Cientos de hinchas y familiares colmaron el aeropuerto para ovacionar a un plantel que defendió la camiseta hasta el último minuto.
No hubo una copa en las manos ni una medalla colgando del cuello. No hizo falta. La selección paraguaya regresó este lunes al país con el reconocimiento más valioso que puede recibir un equipo: el cariño incondicional de su gente.
Cientos de hinchas coparon las inmediaciones del aeropuerto internacional Silvio Pettirossi para darle la bienvenida a un plantel que dejó la vida en la Copa del Mundo y volvió con la frente en alto.
Mucho antes del aterrizaje del vuelo, las banderas paraguayas ya coloreaban los accesos a la principal terminal aérea del país.
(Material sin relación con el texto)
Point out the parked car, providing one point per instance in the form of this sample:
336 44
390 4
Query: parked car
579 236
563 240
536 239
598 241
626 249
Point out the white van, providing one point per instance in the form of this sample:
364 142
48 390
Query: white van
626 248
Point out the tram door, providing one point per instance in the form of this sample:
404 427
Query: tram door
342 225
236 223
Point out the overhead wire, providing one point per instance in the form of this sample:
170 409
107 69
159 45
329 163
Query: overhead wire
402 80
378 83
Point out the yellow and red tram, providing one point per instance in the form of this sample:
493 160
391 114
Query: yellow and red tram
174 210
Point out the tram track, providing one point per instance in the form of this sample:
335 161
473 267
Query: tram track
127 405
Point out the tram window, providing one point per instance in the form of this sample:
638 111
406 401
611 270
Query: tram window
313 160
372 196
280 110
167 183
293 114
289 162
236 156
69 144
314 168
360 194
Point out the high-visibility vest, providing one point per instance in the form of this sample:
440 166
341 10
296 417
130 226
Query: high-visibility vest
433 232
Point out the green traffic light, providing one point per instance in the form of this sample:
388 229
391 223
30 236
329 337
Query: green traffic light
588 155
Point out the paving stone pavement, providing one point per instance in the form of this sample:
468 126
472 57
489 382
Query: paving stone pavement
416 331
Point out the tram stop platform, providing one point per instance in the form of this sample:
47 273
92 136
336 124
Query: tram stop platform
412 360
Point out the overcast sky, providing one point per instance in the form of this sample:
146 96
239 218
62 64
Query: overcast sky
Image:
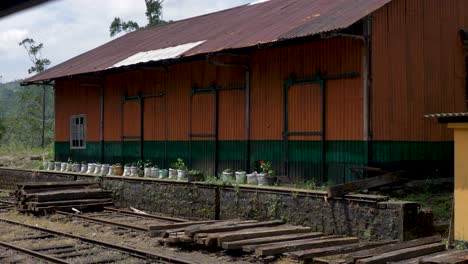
70 27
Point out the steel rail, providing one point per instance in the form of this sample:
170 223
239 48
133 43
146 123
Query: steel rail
102 221
165 218
128 250
33 253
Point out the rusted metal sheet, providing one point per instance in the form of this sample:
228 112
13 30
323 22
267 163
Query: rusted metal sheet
271 68
424 35
240 27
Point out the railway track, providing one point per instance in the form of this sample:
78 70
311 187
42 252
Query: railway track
57 247
124 219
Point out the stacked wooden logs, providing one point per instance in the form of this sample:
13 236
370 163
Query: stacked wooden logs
40 197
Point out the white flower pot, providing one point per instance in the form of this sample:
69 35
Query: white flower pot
63 167
147 172
172 174
76 168
227 176
126 171
154 172
84 168
163 174
97 169
104 169
133 171
252 178
241 177
181 175
111 171
91 168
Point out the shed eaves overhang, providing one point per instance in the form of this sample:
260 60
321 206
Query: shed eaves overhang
445 118
232 29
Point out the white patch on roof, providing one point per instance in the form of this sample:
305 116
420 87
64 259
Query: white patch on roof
157 55
258 2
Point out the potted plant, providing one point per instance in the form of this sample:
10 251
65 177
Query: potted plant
91 168
118 169
69 165
63 167
104 169
228 175
252 178
241 177
173 170
127 171
163 174
84 167
181 169
57 166
148 165
111 171
76 167
267 175
140 168
134 170
155 171
194 175
97 168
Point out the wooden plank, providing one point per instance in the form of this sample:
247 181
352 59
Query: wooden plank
334 250
257 233
178 225
303 244
342 189
68 202
234 227
192 230
266 240
351 258
403 254
36 185
450 257
447 257
251 248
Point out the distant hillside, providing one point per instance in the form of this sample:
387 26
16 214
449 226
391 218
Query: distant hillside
8 98
21 115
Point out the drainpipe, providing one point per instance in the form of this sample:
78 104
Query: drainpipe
102 124
367 86
247 119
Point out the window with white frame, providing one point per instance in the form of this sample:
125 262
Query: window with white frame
78 132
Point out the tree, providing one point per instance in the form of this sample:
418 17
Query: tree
34 53
39 65
153 14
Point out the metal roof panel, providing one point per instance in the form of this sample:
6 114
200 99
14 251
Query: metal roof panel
239 27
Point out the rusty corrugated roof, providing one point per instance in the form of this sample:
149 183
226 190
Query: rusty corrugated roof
239 27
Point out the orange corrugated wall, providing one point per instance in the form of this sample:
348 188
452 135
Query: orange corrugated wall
71 98
418 68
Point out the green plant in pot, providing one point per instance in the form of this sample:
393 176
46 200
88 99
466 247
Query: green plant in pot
195 175
181 169
118 169
266 175
228 175
148 165
241 176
Familias enteras, niños con la camiseta albirroja, adultos mayores y jóvenes se congregaron para esperar a los futbolistas, convencidos de que el esfuerzo merecía un homenaje.
El ambiente fue el de una verdadera fiesta. Bombos, cánticos y aplausos acompañaron una jornada cargada de emoción. Cada minuto aumentaba la expectativa hasta que finalmente el avión tocó suelo paraguayo y desató la explosión de alegría entre los presentes.
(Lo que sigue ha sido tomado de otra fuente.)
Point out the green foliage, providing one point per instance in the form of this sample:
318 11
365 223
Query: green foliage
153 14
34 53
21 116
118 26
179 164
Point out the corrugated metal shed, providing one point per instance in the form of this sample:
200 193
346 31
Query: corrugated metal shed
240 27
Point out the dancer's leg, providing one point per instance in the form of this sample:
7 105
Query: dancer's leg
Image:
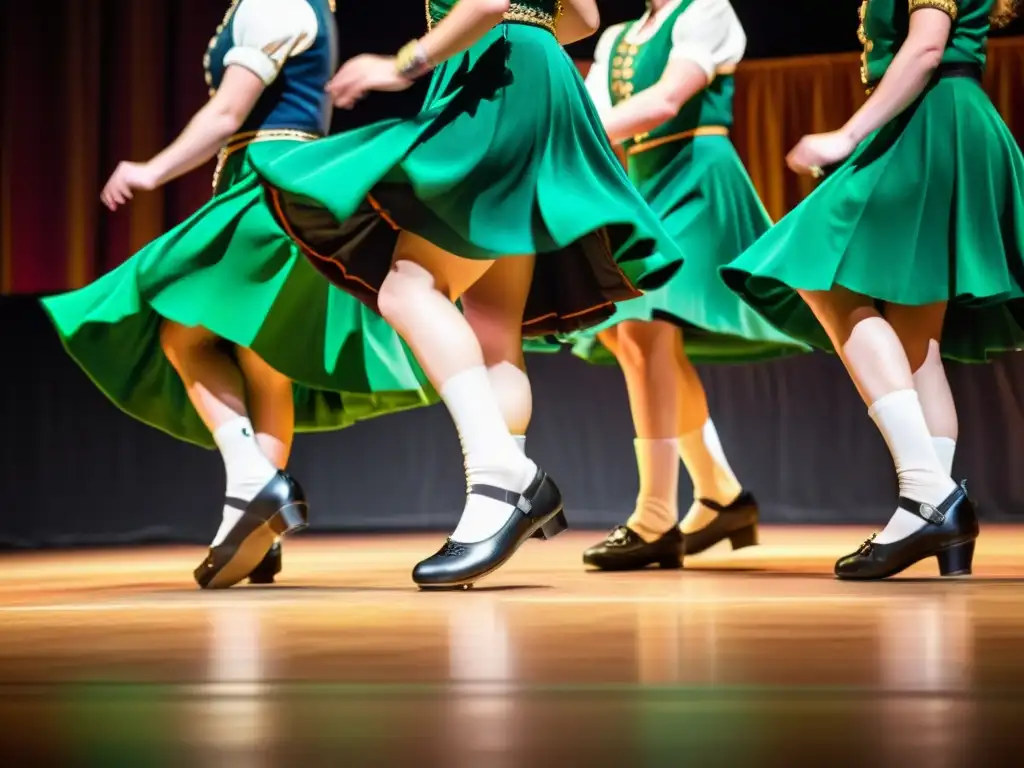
217 389
271 406
700 449
646 354
920 331
417 299
495 313
875 357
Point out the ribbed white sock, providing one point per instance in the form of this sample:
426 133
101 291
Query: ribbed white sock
492 457
922 476
945 449
247 468
710 471
656 509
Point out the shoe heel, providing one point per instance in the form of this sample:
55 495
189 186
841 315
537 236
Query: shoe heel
956 560
290 518
744 538
552 527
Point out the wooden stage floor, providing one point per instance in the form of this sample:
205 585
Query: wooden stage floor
750 658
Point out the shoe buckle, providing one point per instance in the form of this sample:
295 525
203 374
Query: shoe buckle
933 515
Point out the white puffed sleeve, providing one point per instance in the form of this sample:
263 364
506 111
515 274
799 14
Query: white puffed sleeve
597 78
709 33
268 32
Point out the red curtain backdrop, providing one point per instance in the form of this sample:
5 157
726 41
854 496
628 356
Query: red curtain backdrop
117 79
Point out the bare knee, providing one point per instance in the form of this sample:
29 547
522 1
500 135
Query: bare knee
919 330
403 285
643 344
177 340
258 372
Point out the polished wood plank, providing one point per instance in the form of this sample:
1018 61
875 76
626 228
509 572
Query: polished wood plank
753 657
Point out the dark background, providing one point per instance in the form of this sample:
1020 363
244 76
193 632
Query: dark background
75 470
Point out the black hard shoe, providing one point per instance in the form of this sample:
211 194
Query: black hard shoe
948 537
736 521
279 509
537 512
268 567
623 549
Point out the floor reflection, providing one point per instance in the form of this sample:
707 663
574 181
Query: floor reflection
233 724
481 713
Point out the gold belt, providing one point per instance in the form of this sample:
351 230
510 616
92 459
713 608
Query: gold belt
520 13
242 140
525 14
705 130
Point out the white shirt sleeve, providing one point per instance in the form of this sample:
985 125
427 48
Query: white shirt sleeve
597 78
709 33
267 33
Entonces llegó el momento más esperado. Uno a uno fueron apareciendo los integrantes de la delegación paraguaya y el reconocimiento fue inmediato. Los aplausos retumbaron con fuerza, mientras el tradicional «¡Paraguay, Paraguay!” se imponía por encima de cualquier otro sonido.
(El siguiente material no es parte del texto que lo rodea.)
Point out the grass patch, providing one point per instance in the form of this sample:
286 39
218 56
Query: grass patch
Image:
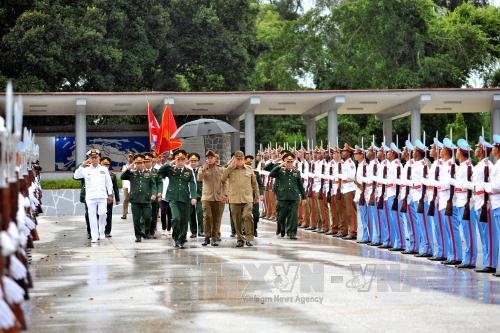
65 183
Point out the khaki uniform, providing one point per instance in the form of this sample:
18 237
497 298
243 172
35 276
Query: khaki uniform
242 188
212 199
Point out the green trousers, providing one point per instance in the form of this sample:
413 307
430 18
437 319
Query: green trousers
180 219
141 214
287 215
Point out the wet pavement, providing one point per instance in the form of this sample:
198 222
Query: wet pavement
314 284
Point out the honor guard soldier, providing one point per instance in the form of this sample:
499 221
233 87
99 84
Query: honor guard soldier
480 175
461 200
213 197
142 193
126 184
149 162
432 193
105 161
392 193
449 214
348 188
243 192
181 195
419 169
98 192
196 216
360 197
492 188
290 191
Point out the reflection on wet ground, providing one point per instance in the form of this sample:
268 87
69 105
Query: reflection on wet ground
314 284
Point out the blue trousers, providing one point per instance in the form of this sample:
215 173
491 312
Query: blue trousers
363 212
412 218
469 228
453 243
375 222
397 228
425 231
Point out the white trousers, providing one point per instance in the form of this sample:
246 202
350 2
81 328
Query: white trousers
97 207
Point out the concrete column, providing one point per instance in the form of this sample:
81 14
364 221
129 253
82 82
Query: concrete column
495 115
235 137
80 130
250 131
387 130
311 132
415 124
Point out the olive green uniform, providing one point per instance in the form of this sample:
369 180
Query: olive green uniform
181 189
289 190
142 187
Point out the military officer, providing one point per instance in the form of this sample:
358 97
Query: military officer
241 183
142 193
149 162
290 190
181 194
196 215
105 161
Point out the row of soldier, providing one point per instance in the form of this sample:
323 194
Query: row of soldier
20 199
405 202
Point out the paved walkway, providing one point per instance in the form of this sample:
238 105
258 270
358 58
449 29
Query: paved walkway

Muchos futbolistas no pudieron ocultar la emoción. Algunos levantaron los brazos para agradecer el cariño, otros respondieron con aplausos y varios se fundieron en largos abrazos con sus familiares después de semanas de concentración y competencia. Fueron escenas cargadas de sentimiento, de esas que trascienden cualquier resultado deportivo.